Even though counties are not quite as equal-sized and even-shaped across the entire U.S. as they are just within Texas, I think Figure 15.13 still works as a choropleth map. No individidual county overly dominates the map. However, things look different when we draw a comparable map at the state level (Figure 15.14). Then Alaska dominates the choropleth and, because of its size, suggests that median incomes above $70,000 are common. Yet Alaska is very sparsely populated (see Figures 15.11 and 15.12), and thus the income levels in Alaska apply only to a small portion of the U.S. population. The vast majority of U.S. counties, which are nearly all more populous than counties in Alaska, have a median income of below $60,000.
Not every map-like visualization has to be geographically accurate to be useful. For example, the problem with Figure 15.14 is that some states take up a comparatively large area but are sparsely populated while others take up a small area yet have a large number of inhabitants. What if we deformed the states so their size was proportional to their number of inhabitants? Such a modified map is called a cartogram, and Figure 15.15 shows what it can look like for the median income dataset. We can still recognize individual states, yet we also see how the adjustment for population numbers has introduced important modifications. The east coast states, Florida, and California have grown a lot in size, whereas the other western states and Alaska have collapsed.

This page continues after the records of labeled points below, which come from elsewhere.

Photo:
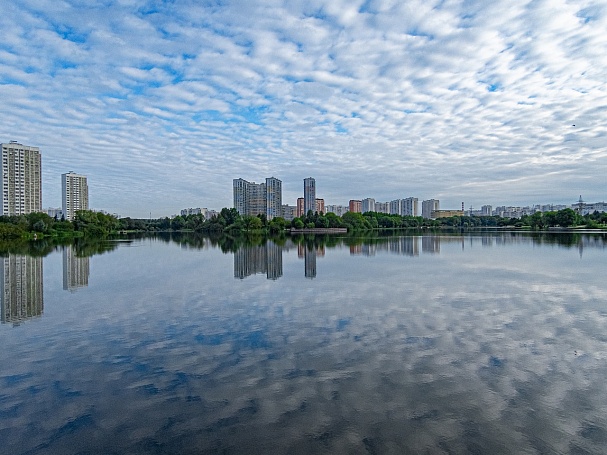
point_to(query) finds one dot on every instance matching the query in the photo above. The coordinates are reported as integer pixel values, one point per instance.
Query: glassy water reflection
(417, 344)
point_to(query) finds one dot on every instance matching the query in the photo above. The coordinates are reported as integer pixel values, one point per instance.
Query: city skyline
(161, 105)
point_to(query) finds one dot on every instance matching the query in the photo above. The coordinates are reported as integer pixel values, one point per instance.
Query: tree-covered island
(97, 224)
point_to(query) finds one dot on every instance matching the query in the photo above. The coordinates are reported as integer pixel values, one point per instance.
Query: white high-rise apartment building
(254, 199)
(74, 194)
(368, 205)
(309, 195)
(273, 198)
(21, 176)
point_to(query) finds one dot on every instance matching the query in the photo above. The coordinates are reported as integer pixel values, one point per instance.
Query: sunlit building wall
(21, 176)
(309, 195)
(430, 206)
(368, 205)
(320, 205)
(74, 194)
(273, 198)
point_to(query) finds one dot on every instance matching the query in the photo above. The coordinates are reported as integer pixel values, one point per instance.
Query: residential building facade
(74, 194)
(339, 210)
(254, 199)
(309, 195)
(300, 207)
(320, 205)
(368, 205)
(21, 176)
(430, 206)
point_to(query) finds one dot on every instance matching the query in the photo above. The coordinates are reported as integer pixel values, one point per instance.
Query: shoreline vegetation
(90, 224)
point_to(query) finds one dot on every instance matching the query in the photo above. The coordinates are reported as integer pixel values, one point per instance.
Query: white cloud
(471, 101)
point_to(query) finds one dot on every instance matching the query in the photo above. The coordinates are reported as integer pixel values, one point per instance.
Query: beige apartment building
(21, 179)
(74, 194)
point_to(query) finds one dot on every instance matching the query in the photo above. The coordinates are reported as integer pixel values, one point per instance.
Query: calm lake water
(493, 343)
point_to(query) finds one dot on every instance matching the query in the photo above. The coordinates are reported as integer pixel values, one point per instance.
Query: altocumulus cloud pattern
(163, 103)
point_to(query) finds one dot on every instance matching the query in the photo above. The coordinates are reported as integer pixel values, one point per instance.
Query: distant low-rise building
(54, 213)
(446, 213)
(339, 210)
(191, 211)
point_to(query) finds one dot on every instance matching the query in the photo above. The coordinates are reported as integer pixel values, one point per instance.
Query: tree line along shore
(88, 223)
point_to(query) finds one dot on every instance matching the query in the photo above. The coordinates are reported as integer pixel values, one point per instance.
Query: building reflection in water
(406, 246)
(76, 269)
(431, 244)
(309, 254)
(251, 260)
(21, 288)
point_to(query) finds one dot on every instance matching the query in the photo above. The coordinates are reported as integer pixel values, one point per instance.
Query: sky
(161, 104)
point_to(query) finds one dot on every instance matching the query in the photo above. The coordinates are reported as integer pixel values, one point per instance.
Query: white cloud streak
(162, 105)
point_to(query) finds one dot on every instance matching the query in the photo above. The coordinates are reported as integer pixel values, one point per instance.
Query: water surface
(492, 343)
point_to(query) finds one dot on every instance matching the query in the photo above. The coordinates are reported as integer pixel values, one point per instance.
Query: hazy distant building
(446, 213)
(254, 199)
(309, 195)
(74, 194)
(76, 269)
(382, 207)
(430, 206)
(21, 176)
(192, 211)
(409, 206)
(21, 288)
(339, 210)
(368, 205)
(54, 212)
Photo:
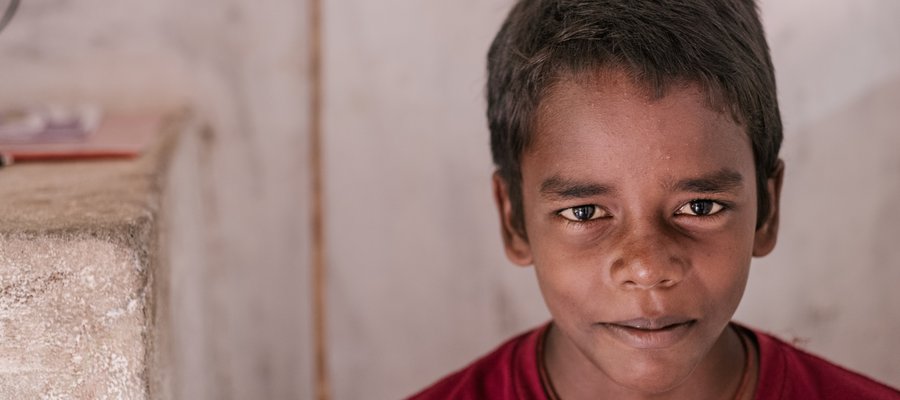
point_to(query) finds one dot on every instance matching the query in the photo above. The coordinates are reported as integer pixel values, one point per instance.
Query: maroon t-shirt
(785, 372)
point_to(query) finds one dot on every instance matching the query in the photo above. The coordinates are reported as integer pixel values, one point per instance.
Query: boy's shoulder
(511, 371)
(786, 372)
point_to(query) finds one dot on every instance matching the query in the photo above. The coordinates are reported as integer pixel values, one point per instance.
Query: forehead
(605, 123)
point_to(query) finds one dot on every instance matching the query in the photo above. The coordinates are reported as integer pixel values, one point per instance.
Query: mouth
(650, 333)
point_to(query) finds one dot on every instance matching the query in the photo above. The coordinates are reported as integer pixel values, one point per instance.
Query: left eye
(582, 213)
(700, 208)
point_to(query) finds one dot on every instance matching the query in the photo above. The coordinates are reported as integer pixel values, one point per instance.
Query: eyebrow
(557, 187)
(721, 181)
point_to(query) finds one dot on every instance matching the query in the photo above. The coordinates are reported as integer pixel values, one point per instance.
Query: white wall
(418, 284)
(240, 298)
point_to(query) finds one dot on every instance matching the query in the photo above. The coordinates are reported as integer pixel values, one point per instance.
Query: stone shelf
(83, 288)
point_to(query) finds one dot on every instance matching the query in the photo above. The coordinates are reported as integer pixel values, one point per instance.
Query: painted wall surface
(239, 265)
(419, 284)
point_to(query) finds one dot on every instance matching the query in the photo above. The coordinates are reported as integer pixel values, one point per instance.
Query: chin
(649, 376)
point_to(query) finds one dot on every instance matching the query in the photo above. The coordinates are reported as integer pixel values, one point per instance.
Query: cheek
(571, 285)
(722, 273)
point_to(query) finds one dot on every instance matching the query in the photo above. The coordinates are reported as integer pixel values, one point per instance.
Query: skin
(670, 188)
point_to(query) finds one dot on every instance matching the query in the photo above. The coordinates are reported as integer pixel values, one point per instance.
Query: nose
(648, 259)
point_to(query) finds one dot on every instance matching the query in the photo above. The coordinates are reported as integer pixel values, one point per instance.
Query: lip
(650, 333)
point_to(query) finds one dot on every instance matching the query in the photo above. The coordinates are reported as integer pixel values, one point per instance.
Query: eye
(700, 208)
(582, 213)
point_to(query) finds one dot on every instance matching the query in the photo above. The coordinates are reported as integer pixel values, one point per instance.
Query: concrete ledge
(83, 290)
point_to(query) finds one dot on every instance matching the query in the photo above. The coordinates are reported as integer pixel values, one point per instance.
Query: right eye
(582, 213)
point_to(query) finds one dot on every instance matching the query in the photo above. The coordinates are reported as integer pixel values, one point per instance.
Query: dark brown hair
(717, 44)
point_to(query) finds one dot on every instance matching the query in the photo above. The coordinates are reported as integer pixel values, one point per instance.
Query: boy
(636, 145)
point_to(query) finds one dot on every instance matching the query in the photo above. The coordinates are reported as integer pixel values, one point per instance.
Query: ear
(767, 234)
(516, 245)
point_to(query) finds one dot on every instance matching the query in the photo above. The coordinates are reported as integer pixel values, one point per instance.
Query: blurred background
(417, 283)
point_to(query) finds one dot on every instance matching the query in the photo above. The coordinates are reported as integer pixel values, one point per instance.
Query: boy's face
(641, 222)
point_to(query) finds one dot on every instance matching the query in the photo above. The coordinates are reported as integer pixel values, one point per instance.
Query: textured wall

As an alternative to a cartogram with distorted shapes, we can also draw a much simpler cartogram heatmap, where each state is represented by a colored square (Figure 15.16). While this representation does not correct for the population number in each state, and thus underrepresents more populous states and overrepresents less populous states, at least it treats all states equally and doesn’t weigh them arbitrarily by their shape or size.
Finally, we can draw more complex cartograms by placing individual plots at the location of each state. For example, if we want to visualize the evolution of the unemployment rate over time for each state, it can help to draw an individual graph for each state and then arrange the graphs based on the approximate relative position of the states to each other (Figure 15.17). For somebody who is familiar with the geography of the United States, this arrangement may make it easier to find the graphs for specific states than arranging them, for example, in alphabetical order. Furthermore, one would expect neighboring states to display similar patterns, and Figure 15.17 shows that this is indeed the case.